Audioman, You've posted a bald-faced advertisement for something you apparently build and sell. That may be against forum rules, but do you have a website? That fact that Lamm use Hammond transformers does not per se raise the prestige of Hammond transformers, in my eyes, but Hammond products (tranformers and inductors) are certainly decent quality.  There's better, and there's worse,
Pani, I am surprised you felt compelled to go to solid state amplification to drive your Tannoys; I usually think of Tannoy speakers as being high impedance and high efficiency, thus well suited to even flea power SETs.  In fact, one of your responses comes from someone using an 845 amplifier to drive the same speakers.  Can you explain the reasoning?  This is not to say that there are not a few really nice sounding low-power SS amplifiers that one might consider for this job, such as the Nelson Pass "First Watt" amplifier family.
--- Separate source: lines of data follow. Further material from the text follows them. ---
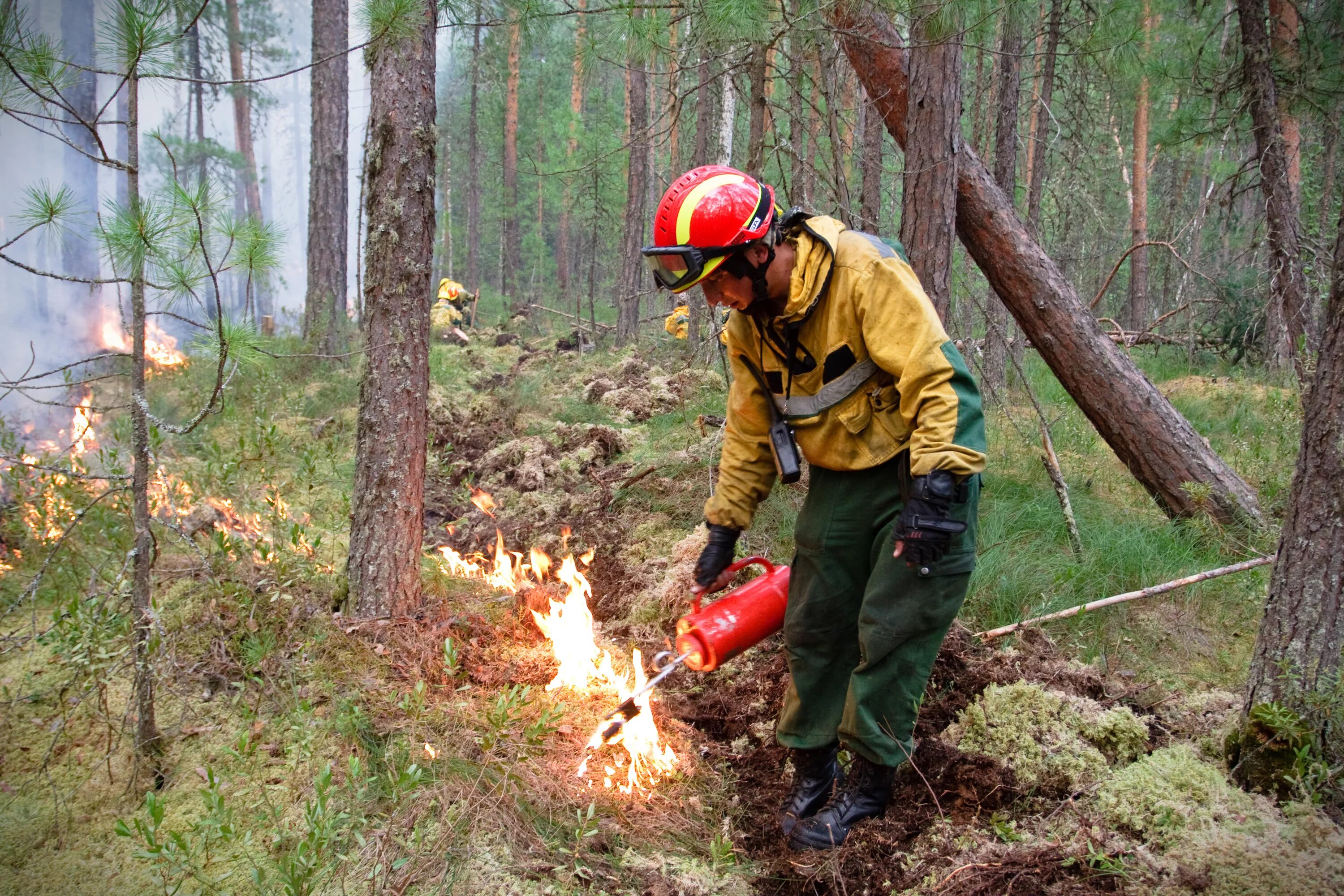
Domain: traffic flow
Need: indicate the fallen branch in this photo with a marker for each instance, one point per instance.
(580, 322)
(1129, 595)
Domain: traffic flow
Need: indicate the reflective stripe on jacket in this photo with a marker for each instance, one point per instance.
(874, 374)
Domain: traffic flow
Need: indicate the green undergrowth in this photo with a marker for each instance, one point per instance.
(295, 751)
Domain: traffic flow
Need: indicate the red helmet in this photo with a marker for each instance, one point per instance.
(706, 215)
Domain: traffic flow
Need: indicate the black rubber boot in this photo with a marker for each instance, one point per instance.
(865, 794)
(815, 771)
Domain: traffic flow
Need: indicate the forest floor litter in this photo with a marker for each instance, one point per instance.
(1046, 763)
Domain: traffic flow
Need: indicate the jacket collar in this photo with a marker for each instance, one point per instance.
(815, 248)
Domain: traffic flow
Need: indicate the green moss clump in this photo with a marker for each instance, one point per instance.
(1171, 792)
(1117, 732)
(1303, 856)
(1047, 738)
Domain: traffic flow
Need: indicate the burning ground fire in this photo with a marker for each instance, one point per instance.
(171, 499)
(584, 667)
(160, 347)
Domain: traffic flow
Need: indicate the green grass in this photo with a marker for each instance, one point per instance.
(479, 814)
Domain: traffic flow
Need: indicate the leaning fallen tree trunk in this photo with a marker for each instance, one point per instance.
(1159, 447)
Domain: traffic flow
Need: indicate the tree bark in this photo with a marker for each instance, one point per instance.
(632, 265)
(474, 167)
(198, 92)
(389, 500)
(1008, 69)
(1304, 616)
(562, 264)
(242, 113)
(1037, 181)
(80, 250)
(728, 116)
(1331, 140)
(1159, 447)
(513, 244)
(703, 113)
(870, 167)
(328, 178)
(756, 129)
(797, 131)
(1136, 308)
(1288, 23)
(933, 124)
(1287, 315)
(142, 599)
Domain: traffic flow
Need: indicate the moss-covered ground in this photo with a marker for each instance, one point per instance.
(314, 755)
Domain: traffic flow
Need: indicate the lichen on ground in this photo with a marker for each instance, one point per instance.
(1174, 790)
(1303, 855)
(1049, 738)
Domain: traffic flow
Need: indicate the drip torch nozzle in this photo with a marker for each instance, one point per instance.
(664, 664)
(616, 722)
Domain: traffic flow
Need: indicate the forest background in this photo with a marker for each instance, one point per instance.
(1124, 136)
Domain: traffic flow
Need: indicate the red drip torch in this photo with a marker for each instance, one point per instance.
(710, 636)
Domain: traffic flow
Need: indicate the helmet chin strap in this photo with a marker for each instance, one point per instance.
(738, 267)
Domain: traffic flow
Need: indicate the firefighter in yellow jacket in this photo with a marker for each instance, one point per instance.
(836, 351)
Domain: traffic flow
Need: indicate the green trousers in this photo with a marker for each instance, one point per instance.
(863, 629)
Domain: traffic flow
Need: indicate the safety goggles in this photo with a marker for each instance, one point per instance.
(678, 268)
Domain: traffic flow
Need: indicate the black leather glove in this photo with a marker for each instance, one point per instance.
(717, 555)
(925, 526)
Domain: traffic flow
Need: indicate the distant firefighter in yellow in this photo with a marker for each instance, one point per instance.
(447, 314)
(679, 322)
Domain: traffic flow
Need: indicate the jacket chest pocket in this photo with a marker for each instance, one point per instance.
(885, 404)
(855, 413)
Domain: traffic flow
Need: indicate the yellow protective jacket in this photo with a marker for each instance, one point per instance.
(874, 374)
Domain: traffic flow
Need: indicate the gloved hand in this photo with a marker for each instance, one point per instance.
(924, 530)
(717, 555)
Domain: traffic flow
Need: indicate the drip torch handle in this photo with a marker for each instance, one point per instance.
(733, 567)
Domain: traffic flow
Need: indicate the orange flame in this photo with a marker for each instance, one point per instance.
(81, 428)
(483, 500)
(160, 347)
(582, 664)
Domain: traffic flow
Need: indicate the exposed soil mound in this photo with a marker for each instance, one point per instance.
(736, 710)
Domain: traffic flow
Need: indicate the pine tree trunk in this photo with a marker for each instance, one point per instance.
(328, 178)
(1037, 181)
(1008, 69)
(870, 167)
(933, 124)
(242, 113)
(728, 116)
(632, 264)
(513, 244)
(474, 167)
(142, 599)
(797, 131)
(1304, 616)
(389, 500)
(1331, 140)
(1288, 23)
(756, 131)
(1159, 447)
(674, 103)
(703, 112)
(198, 92)
(1136, 307)
(562, 264)
(80, 250)
(1285, 322)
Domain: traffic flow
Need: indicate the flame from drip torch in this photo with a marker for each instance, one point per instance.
(483, 500)
(582, 665)
(160, 347)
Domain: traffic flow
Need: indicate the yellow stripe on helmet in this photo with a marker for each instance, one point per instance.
(693, 199)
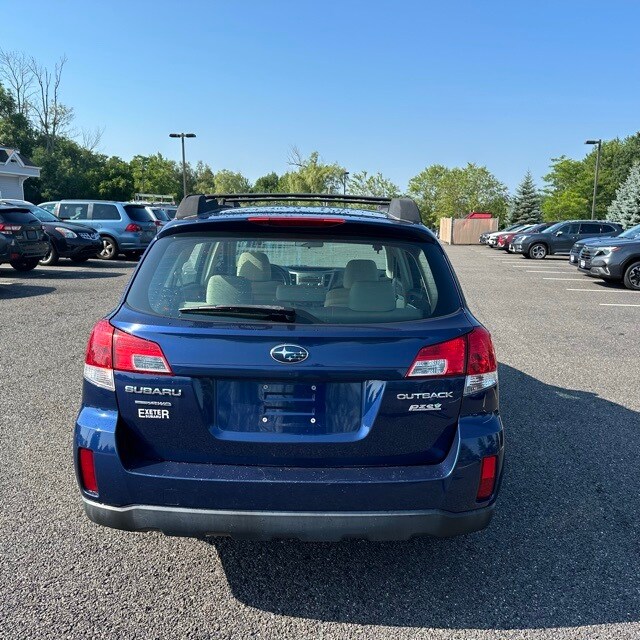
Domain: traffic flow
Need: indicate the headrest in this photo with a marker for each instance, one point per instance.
(255, 266)
(359, 271)
(299, 293)
(372, 296)
(228, 290)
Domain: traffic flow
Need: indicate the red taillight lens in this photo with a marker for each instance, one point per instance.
(295, 221)
(87, 470)
(488, 471)
(110, 349)
(134, 354)
(482, 357)
(9, 228)
(98, 363)
(444, 359)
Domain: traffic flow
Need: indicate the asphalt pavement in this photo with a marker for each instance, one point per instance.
(561, 558)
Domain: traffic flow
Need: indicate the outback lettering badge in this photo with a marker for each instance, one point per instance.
(153, 391)
(426, 407)
(441, 395)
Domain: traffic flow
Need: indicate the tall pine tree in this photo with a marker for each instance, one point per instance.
(625, 208)
(526, 203)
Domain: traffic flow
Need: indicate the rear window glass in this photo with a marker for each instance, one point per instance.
(22, 216)
(138, 214)
(316, 280)
(103, 211)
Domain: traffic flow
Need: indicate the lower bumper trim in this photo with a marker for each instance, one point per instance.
(307, 526)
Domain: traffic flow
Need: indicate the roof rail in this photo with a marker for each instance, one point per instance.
(203, 205)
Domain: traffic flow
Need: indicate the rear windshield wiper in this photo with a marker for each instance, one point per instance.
(258, 311)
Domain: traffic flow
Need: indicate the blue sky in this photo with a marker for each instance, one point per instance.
(382, 86)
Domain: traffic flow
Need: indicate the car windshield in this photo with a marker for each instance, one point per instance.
(633, 232)
(211, 277)
(553, 228)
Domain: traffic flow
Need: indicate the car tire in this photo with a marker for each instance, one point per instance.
(52, 258)
(25, 264)
(537, 251)
(632, 276)
(109, 249)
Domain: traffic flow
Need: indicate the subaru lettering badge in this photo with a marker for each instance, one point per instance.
(289, 353)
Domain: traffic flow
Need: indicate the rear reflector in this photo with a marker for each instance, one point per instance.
(444, 359)
(471, 355)
(87, 470)
(111, 349)
(488, 470)
(295, 221)
(138, 355)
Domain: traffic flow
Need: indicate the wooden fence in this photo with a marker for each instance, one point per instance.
(465, 230)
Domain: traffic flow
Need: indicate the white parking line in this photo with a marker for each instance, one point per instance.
(603, 290)
(539, 266)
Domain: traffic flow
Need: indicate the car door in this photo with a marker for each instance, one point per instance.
(74, 212)
(566, 237)
(106, 219)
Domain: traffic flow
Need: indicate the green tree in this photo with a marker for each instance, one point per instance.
(443, 192)
(363, 184)
(311, 175)
(625, 208)
(15, 129)
(569, 189)
(267, 183)
(115, 179)
(231, 182)
(156, 174)
(526, 203)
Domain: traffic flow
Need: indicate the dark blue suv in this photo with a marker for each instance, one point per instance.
(291, 371)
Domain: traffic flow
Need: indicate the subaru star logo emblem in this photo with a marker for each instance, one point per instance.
(289, 353)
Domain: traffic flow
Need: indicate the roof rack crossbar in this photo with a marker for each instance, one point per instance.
(202, 205)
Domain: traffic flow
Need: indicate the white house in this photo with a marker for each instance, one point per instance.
(15, 168)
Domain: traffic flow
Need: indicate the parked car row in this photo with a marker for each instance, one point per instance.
(76, 229)
(599, 248)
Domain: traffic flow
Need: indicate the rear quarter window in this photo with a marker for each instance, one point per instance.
(22, 216)
(138, 214)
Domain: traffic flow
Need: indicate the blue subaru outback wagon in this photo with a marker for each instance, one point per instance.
(283, 370)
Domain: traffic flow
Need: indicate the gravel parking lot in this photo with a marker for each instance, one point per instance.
(560, 560)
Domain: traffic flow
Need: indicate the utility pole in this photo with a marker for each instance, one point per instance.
(595, 179)
(182, 136)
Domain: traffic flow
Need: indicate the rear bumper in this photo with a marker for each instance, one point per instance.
(79, 248)
(308, 526)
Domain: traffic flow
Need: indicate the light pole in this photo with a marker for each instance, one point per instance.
(345, 175)
(184, 164)
(595, 179)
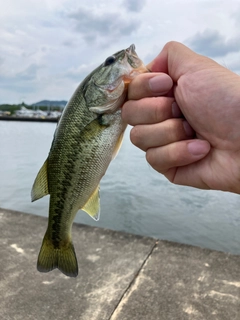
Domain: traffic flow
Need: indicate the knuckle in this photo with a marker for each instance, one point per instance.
(135, 135)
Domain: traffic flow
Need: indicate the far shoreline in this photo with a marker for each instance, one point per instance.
(32, 119)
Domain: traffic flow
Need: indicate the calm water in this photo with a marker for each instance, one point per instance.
(134, 198)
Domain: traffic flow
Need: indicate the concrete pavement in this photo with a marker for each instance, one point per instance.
(121, 277)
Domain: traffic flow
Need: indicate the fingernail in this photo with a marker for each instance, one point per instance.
(176, 112)
(198, 148)
(188, 129)
(160, 84)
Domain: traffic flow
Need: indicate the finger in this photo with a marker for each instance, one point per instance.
(145, 85)
(177, 154)
(149, 110)
(176, 59)
(160, 134)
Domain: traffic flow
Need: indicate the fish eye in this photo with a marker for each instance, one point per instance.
(110, 60)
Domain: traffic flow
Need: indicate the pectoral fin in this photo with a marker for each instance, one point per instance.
(118, 146)
(92, 207)
(40, 186)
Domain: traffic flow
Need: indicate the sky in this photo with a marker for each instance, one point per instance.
(47, 47)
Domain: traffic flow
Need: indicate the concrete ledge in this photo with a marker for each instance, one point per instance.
(121, 277)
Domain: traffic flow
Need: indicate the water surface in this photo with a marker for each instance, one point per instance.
(134, 198)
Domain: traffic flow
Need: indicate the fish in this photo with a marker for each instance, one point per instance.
(87, 138)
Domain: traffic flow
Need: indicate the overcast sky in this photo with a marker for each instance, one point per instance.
(48, 46)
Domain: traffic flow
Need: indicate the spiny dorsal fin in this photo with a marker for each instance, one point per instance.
(40, 186)
(92, 207)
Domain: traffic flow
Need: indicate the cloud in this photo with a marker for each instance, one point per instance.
(30, 73)
(134, 5)
(102, 27)
(212, 43)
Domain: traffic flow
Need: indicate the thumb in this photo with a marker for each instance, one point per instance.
(176, 59)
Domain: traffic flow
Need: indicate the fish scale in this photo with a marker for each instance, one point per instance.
(87, 138)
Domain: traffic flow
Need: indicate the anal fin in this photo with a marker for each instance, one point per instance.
(40, 185)
(92, 207)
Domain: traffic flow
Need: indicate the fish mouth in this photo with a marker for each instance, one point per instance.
(131, 49)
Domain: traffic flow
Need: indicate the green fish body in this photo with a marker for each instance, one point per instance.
(87, 138)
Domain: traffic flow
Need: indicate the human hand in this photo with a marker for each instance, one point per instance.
(190, 131)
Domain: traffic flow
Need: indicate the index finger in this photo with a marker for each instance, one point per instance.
(144, 85)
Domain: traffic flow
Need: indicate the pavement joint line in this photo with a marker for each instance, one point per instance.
(134, 279)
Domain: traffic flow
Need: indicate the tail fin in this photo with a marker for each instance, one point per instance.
(63, 258)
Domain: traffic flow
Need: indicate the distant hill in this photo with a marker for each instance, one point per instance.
(50, 103)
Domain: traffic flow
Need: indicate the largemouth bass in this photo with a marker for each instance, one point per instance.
(87, 138)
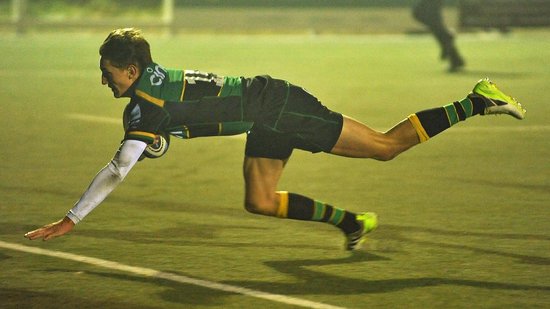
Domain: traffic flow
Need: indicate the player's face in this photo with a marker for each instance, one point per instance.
(119, 80)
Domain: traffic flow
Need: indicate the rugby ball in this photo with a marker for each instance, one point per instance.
(158, 148)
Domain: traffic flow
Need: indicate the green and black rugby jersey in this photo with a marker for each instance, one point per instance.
(185, 104)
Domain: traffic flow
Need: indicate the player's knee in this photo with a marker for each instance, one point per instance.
(387, 153)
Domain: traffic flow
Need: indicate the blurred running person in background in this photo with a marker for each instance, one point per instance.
(277, 116)
(429, 13)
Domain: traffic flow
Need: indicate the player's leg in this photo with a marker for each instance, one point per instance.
(358, 140)
(261, 197)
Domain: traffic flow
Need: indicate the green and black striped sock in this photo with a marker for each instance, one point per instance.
(429, 123)
(299, 207)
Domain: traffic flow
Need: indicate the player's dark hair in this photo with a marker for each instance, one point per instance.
(126, 46)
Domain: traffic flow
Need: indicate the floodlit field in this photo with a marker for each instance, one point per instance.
(463, 218)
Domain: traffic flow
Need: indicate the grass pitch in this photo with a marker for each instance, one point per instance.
(464, 217)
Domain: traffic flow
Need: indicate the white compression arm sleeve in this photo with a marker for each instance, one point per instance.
(107, 179)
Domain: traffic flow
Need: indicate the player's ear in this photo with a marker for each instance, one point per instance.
(133, 71)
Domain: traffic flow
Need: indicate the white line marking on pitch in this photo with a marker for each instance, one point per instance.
(148, 272)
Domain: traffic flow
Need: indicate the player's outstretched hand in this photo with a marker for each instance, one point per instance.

The subsequent discussion makes me want to know more about the Berning preamplifiers.

Lancelock,
The unique experience with the Berning design is probably because DB himself is just smarter than anyone else in the industry.  Quiet and modest, as well. (I have met him a few times in my life, but I have none of his gear currently, and I have no financial interest in his success.)  A few decades ago, one of my friends purchased a Berning amplifier (I think it was an EA230), and he had it placed right next to his Modulus preamplifier, in a cabinet.  (At that point in time, DB was known to us as a local genius designer.) We could hear the switching noise over the speakers, until we moved the amplifier a few feet further away from the preamp.  Since that one experience, I know of no instances where switching noise has been a problem with a Berning product.  My friend ended up with a pair of Berning ZH270 amps running his Acoustat speakers.  I auditioned the same pair of amps on my own 'stats.  They were dead silent in both venues.

Palasr, Thank you for the correction regarding the EA230.  I was just guessing at the model name, when I told the story about the Berning amplifier that produced the clicking noise on the speakers, when it was too close to the Modulus preamplifier. Apparently I got that part wrong.  For sure, then, it was some later model that did use a switching supply.  Actually, the model name is not so important as the point I was trying to make, with which no one seems to disagree:  DB knows his stuff, designs and manufactures excellent gear that is usually novel in some way or other.